Take some recent examples of new bike lanes in San Francisco: the buffered bike lane on Eighth Street is about 11 feet wide, but because it’s subject to frequent incursions by cars (and runs on a street with heavy motor traffic), it certainly doesn’t feel like a dedicated space safe enough for anyone 8 to 80 years old. (There is a long-term plan to convert it to a parking-protected bike lane.)

Meanwhile, parts of the new bike lanes on 17th and 23rd Streets are curbside. Perhaps Streetsblog commenters who use them can attest: How does your bicycling experience change when you don’t ride next to the door zone?

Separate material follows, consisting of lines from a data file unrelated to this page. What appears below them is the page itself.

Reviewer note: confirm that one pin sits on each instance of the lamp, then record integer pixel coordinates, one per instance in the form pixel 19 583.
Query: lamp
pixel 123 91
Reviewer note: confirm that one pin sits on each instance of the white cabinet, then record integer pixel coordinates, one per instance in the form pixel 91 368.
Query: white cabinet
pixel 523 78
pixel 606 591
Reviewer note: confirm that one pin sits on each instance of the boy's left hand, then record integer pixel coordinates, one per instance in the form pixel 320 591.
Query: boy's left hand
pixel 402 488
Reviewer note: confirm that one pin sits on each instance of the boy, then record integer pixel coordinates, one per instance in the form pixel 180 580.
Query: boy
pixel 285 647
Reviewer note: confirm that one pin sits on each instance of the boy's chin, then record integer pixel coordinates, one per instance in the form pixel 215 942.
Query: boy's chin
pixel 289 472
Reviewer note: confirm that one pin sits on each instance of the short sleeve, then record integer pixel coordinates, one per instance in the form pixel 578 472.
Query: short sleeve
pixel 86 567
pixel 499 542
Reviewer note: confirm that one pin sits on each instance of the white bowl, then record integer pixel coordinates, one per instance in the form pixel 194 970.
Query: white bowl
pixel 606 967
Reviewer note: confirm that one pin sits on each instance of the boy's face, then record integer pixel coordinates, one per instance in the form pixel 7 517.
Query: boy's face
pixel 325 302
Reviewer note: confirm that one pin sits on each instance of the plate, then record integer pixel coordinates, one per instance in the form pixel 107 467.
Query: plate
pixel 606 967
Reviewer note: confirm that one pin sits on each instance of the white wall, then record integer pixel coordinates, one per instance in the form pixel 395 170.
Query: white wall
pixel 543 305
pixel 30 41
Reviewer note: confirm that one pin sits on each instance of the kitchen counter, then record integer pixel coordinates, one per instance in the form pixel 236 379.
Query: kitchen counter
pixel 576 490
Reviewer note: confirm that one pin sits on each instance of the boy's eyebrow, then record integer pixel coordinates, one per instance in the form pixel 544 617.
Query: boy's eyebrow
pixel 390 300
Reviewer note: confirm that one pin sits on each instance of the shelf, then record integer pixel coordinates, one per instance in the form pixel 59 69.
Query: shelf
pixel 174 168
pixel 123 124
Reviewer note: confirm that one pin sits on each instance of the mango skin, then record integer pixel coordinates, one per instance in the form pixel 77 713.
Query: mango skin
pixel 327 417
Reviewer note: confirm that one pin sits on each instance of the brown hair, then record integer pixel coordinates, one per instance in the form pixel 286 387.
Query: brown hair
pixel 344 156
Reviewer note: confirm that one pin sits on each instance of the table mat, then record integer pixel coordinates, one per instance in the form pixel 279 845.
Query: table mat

The new bike lanes on either side of 23rd Street may be the same width, but they're not equally safe. Photo: ##http://www.flickr.com/photos/sfbike/7544987556/##SFBC/Flickr##
  • Richard Mlynarik

    Harrowing!  It’s all just so harrowing.  Every time I ride out of the house, it’s harrow here and harrow there, harrow all the way, no buffering or protecting, just piles of pointy aggressive harrows everywhere.

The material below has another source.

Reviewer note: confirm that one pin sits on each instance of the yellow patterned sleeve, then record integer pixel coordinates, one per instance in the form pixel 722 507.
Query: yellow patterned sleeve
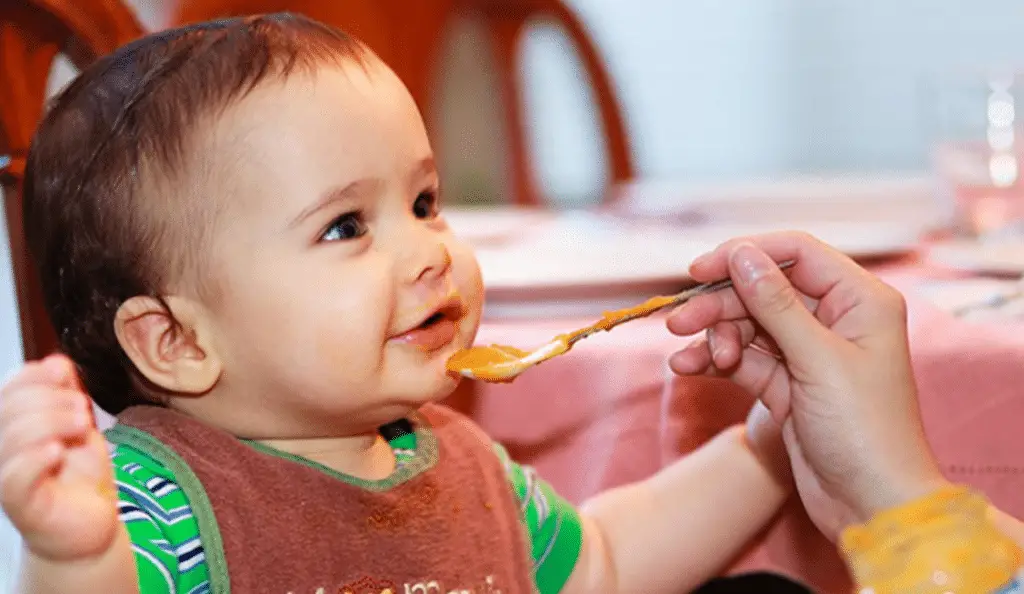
pixel 940 544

  • I was riding on 8th the other day and had a cab pass me fully in the bike lane area with about a foot of room.  This was between Howard and Folsom, so there’s no right turn excuse.  Of course this cab driver wasn’t dropping anyone off, they just wanted to get to the gas station at Bryant and 8th faster.

    So very lame.

  • guest

    “Floating” car parking that buffers cyclists from moving traffic is the answer.  

    On-street parking is necessary to also buffer pedestrians from cars.

  • jjsmack

    Why are people in this city so obsessed with street parking? Let’s face it – cars are ugly, especially when there’s a whole line of them on the street. In some ways, I prefer the look of suburbs where people have garages and don’t leave their ugly cars on public roads. Also makes the streets feel safer. If the city is dense enough that most people don’t have garages, then most people also don’t need cars.

  • Sprague

    It’s less daunting to ride in a bike lane that is not sandwiched between parked cars and moving cars.  Then one is able to keep an eye out for glass shards and potholes as opposed to car doors that may suddenly open and people that may suddenly emerge from between parked cars, as well as cars accessing and leaving parking spots.  Of course, the width of bike lanes also makes a difference, as does the speed of passing cars.  The bike lanes on Valencia are comfortable to ride because the lanes are wide and cars tend to move at safe speeds.   The lanes on 17th Street are narrow but at least car traffic tends to also move not too fast, in my experience.  The bike lanes on Upper Market are wide enough but auto traffic tends to speed.  The bike lane markings are often faded and the intersections are very wide.  With its great width and rather large pedestrian presence, Upper Market is in need of traffic calming (and buffered bike lanes) – unlike 17th Street where changes wouldn’t be as easy to implement.  Once again, thanks for covering another subject important to San Francisco’s livability, Aaron.

  • Anonymous

    I’m so glad that your experience represents that of the entire 8 to 80 demographic for whom cycling infrastructure is supposed to be designed. I mean, imagine being able to experience the cycling challenges of a junior school kid and a senior at the same time! Truly you must be a gifted individual.

  • Greg

    There’s room enough for three bike lanes now, instead of a third of a bike lane.